UK bank chiefs call for end to ring-fencing rule to boost economic growth

Four of Britain's biggest banks have sent a letter to chancellor Rachel Reeves urging her to scrap the ring-fencing regulation introduced after the 2008 financial crisis, arguing it hampers economic growth and is now "redundant".

Chief executives from HSBC, Lloyds Banking Group, NatWest Group and Santander UK signed the letter, which was first reported on by Sky News, describing the regulation as "not only a drag on banks' ability to support business and the economy, but is now redundant".

The ring-fencing rules, which came into effect in 2019, require banks with deposits of more than £25 billion to separate their retail banking operations from riskier investment banking activities. The regulation was designed to protect ordinary customers and taxpayers from potential bank failures.

In their letter, the banking leaders argued that abandoning ring-fencing would be "among the most significant steps the government could take to ensure the prudential framework maximises the banking sector's ability to support UK businesses and promote economic growth".

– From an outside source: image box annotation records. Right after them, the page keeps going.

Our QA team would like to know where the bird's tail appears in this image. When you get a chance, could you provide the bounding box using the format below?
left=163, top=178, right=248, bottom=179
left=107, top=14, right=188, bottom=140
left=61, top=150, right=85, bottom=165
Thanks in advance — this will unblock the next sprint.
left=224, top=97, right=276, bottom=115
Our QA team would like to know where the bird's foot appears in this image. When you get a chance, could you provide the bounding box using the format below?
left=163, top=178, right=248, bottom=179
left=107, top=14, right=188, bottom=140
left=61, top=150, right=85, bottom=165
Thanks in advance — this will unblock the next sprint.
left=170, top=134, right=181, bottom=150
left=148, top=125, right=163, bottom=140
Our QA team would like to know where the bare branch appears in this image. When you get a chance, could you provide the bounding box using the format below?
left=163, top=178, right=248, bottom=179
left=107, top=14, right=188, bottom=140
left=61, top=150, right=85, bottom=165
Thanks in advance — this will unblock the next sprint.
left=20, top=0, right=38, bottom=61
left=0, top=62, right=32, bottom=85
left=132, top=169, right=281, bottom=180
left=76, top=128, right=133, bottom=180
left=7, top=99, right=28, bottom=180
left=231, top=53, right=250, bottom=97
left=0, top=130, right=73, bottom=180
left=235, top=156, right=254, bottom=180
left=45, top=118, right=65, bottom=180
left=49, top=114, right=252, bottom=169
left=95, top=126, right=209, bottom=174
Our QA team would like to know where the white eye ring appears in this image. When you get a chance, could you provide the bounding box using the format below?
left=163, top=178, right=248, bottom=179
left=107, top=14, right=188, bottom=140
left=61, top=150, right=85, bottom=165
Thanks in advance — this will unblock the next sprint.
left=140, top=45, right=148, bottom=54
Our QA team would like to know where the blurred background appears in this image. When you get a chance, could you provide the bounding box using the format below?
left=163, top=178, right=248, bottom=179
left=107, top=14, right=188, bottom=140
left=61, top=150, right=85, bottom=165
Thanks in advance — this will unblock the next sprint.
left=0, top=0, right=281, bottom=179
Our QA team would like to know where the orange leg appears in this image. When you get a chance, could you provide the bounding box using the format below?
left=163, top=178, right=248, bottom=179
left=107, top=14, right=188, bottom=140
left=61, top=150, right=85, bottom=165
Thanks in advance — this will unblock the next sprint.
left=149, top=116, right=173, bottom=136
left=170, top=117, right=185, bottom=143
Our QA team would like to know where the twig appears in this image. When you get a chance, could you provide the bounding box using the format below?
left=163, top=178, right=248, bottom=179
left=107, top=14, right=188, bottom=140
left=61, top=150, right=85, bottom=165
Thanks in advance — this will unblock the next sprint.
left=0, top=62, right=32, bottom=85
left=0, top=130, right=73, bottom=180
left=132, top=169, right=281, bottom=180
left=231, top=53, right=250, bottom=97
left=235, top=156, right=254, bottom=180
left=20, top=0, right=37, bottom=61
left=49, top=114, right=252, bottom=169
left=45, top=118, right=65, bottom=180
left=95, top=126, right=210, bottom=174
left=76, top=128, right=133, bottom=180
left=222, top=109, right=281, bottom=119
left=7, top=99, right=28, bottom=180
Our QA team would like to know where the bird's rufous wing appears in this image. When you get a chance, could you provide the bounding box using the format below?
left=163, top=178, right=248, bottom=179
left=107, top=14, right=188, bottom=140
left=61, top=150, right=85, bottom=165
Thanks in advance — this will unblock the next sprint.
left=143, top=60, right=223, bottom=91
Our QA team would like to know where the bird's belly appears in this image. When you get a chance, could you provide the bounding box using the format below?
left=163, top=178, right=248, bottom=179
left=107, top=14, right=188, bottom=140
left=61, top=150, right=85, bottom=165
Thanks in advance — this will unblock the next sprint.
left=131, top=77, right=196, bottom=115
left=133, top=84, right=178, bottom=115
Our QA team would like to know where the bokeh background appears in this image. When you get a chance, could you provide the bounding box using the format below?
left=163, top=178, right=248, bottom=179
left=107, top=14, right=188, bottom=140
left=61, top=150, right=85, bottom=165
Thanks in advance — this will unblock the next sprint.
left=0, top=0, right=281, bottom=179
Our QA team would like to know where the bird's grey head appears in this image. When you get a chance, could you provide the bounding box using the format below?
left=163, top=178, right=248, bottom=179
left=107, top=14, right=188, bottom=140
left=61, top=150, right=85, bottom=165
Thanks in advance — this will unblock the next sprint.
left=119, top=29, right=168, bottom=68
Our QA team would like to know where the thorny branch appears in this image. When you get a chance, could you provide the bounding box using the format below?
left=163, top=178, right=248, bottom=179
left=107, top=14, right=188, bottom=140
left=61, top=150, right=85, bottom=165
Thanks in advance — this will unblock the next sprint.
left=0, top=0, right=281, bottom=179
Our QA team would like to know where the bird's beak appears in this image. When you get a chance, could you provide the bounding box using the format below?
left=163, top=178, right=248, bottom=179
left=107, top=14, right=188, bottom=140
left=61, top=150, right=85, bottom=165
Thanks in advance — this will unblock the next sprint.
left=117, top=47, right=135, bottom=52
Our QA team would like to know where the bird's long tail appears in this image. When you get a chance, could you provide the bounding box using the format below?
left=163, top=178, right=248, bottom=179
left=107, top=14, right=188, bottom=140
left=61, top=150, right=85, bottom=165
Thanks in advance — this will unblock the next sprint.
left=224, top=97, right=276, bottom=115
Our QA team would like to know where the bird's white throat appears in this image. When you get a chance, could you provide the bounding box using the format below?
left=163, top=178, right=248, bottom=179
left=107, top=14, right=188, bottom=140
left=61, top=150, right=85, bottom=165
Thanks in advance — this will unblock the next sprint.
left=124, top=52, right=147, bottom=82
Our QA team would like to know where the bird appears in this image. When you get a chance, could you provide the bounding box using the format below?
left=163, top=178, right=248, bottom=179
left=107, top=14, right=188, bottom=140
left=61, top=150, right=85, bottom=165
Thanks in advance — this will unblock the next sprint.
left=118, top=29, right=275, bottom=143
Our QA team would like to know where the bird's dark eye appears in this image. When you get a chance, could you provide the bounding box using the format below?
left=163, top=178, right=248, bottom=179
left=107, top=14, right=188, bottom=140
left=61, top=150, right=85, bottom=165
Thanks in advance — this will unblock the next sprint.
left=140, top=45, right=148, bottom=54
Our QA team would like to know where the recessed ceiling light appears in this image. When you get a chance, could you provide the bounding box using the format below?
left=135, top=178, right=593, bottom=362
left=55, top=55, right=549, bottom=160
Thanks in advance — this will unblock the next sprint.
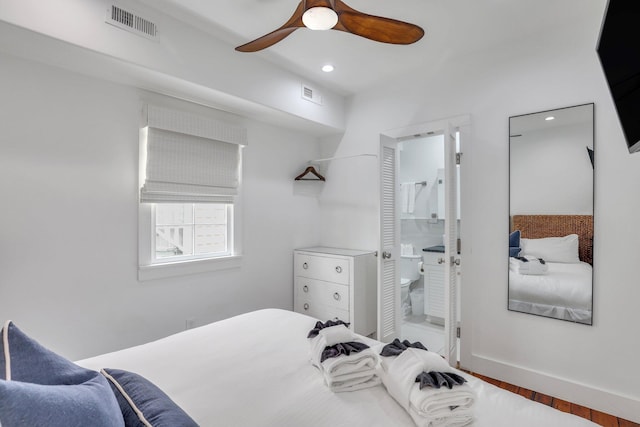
left=302, top=6, right=338, bottom=30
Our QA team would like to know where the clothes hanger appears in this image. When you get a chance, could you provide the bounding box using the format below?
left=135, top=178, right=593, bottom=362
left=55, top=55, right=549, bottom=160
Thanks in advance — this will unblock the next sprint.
left=295, top=166, right=326, bottom=181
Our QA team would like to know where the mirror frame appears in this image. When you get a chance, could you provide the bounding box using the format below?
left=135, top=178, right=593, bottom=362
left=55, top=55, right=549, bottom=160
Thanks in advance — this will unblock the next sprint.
left=507, top=102, right=596, bottom=326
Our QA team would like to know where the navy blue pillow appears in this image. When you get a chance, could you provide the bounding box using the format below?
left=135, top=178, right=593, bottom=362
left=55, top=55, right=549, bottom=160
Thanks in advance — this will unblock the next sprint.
left=0, top=321, right=92, bottom=385
left=509, top=230, right=520, bottom=256
left=0, top=322, right=124, bottom=427
left=509, top=230, right=520, bottom=248
left=100, top=369, right=198, bottom=427
left=0, top=372, right=124, bottom=427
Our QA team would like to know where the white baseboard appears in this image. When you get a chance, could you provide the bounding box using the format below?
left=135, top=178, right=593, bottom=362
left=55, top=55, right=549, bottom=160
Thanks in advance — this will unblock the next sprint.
left=470, top=355, right=640, bottom=423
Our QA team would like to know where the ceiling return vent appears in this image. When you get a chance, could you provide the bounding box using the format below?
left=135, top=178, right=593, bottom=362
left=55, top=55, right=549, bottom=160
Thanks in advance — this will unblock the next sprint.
left=105, top=4, right=158, bottom=40
left=302, top=83, right=322, bottom=105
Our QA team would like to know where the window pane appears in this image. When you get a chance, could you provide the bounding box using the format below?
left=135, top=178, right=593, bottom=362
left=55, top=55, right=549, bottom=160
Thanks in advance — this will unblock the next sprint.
left=195, top=225, right=227, bottom=254
left=156, top=203, right=193, bottom=225
left=156, top=225, right=193, bottom=258
left=195, top=203, right=227, bottom=225
left=155, top=203, right=230, bottom=260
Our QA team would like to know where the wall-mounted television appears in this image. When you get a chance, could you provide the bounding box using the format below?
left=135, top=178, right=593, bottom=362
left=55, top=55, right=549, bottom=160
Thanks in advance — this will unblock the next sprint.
left=596, top=0, right=640, bottom=153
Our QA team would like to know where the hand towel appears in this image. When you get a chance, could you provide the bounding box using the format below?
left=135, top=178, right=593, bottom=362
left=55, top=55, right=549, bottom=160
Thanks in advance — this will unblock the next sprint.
left=509, top=257, right=549, bottom=276
left=380, top=348, right=475, bottom=427
left=318, top=325, right=354, bottom=346
left=309, top=325, right=381, bottom=392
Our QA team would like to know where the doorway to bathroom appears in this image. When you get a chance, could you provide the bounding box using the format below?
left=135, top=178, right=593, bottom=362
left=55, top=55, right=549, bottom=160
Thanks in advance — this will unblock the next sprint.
left=398, top=134, right=445, bottom=354
left=378, top=116, right=469, bottom=365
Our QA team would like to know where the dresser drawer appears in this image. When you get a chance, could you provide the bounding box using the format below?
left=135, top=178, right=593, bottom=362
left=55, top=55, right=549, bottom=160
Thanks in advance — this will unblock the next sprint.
left=294, top=277, right=349, bottom=311
left=293, top=296, right=350, bottom=322
left=294, top=254, right=349, bottom=285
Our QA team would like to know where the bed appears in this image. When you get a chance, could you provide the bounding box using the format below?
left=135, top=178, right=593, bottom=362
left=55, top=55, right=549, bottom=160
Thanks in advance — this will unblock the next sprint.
left=66, top=309, right=595, bottom=427
left=509, top=215, right=593, bottom=324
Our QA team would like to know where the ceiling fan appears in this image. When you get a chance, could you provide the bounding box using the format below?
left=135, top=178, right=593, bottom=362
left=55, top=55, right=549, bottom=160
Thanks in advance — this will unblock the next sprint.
left=236, top=0, right=424, bottom=52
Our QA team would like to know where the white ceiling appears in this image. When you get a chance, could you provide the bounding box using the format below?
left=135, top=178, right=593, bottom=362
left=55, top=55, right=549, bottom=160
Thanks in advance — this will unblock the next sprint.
left=141, top=0, right=601, bottom=95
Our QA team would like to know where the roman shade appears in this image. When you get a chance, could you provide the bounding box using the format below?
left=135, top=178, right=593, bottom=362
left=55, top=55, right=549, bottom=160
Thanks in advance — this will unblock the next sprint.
left=140, top=105, right=247, bottom=203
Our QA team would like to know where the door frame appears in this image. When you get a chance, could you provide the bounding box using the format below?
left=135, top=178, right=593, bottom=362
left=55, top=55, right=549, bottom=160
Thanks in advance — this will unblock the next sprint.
left=377, top=115, right=471, bottom=366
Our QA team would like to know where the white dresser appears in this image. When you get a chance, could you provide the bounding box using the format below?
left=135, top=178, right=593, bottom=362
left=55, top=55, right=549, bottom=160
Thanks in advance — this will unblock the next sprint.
left=293, top=247, right=377, bottom=335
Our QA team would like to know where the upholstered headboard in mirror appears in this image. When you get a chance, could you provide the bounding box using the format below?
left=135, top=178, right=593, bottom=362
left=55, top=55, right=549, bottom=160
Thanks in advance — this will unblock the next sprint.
left=511, top=215, right=593, bottom=265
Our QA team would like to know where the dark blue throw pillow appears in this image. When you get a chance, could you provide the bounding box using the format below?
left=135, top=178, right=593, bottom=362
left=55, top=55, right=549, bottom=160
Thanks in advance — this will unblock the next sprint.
left=0, top=322, right=124, bottom=427
left=100, top=369, right=198, bottom=427
left=509, top=230, right=520, bottom=248
left=509, top=230, right=520, bottom=256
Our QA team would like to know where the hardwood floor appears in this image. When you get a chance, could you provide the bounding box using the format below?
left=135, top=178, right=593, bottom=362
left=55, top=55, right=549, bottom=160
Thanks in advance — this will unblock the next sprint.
left=471, top=372, right=640, bottom=427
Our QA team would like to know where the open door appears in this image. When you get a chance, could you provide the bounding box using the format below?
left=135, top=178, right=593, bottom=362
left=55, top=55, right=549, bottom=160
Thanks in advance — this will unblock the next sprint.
left=377, top=116, right=469, bottom=366
left=377, top=135, right=401, bottom=342
left=444, top=122, right=460, bottom=366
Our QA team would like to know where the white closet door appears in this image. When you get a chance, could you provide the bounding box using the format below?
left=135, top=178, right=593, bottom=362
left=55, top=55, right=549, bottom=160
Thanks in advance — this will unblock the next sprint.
left=377, top=135, right=401, bottom=342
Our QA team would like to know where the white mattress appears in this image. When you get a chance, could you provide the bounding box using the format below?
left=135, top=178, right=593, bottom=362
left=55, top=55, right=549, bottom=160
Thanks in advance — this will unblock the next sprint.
left=509, top=258, right=593, bottom=323
left=77, top=309, right=595, bottom=427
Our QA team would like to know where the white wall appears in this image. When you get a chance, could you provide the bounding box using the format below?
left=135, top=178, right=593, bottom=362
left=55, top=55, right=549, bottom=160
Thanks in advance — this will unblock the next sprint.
left=509, top=122, right=593, bottom=215
left=321, top=1, right=640, bottom=422
left=0, top=55, right=320, bottom=359
left=0, top=0, right=344, bottom=130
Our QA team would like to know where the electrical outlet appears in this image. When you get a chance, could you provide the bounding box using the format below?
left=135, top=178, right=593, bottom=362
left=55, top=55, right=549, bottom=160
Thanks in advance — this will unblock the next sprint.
left=184, top=317, right=196, bottom=330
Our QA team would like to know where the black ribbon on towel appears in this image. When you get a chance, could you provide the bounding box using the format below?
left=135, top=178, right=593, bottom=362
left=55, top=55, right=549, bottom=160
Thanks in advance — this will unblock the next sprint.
left=380, top=338, right=428, bottom=357
left=416, top=371, right=467, bottom=390
left=307, top=320, right=349, bottom=338
left=514, top=256, right=546, bottom=265
left=320, top=341, right=369, bottom=363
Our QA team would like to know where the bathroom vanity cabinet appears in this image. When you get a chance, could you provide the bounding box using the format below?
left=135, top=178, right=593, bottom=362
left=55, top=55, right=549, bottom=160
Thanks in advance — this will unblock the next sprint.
left=293, top=247, right=377, bottom=336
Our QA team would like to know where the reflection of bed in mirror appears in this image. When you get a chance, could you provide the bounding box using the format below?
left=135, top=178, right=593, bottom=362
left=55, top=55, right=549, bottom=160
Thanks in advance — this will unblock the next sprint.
left=509, top=215, right=593, bottom=325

The executives highlighted several negative impacts of the current regime, including "significant and often overlooked costs on businesses" and distorted lending decisions due to "considerable liquidity trapped inside the ring-fence" that can only be used for limited purposes.

"There has been a material decline in UK wholesale banking since ring-fencing was introduced, to the detriment of British businesses and the perception of the UK as an internationally orientated economy with a global financial centre," the letter stated.

The bank chiefs called on Reeves to announce the abolition of ring-fencing during this Parliament at the upcoming Mansion House dinner, arguing it would "demonstrate the government's determination to do what it takes to promote growth".

A Treasury spokesperson indicated the government was receptive to the banks' concerns, saying: "The Chancellor has set out a new approach to regulation that supports growth, instead of excessively focusing on risk, and why we are co-designing the first-ever Financial Services Growth and Competitiveness Strategy with industry."

However, Bank of England governor Andrew Bailey had previously warned in February that "the costs of that global financial crisis should not be forgotten" when considering changes to financial regulation, emphasising there is "no trade-off between economic growth and financial stability".

The UK is the only major economy to have adopted such extensive ring-fencing regulations for its banking industry.

Ring-fencing was established following the recommendations of the Independent Commission on Banking in 2011, which was led by Sir John Vickers. The regulation came into force in 2019 after banks spent billions of pounds on implementation.

The primary aim was to separate everyday banking services from investment banking activities, making the system easier to manage if one part of a banking group faced insolvency, and protecting retail depositors and essential banking services from potential failures.

Alongside ring-fencing, banks were also required to increase capital buffers and create "living wills" to manage potential future crises. The Treasury has already moved to raise the deposit threshold from £25 billion to £35 billion in response to pressure from growing banks.

While banking executives argue that removing the rules would free up capital for lending, the Bank of England has maintained that financial stability itself is a prerequisite for sustainable economic growth, with governor Andrew Bailey explicitly stating there is no trade-off between the two objectives.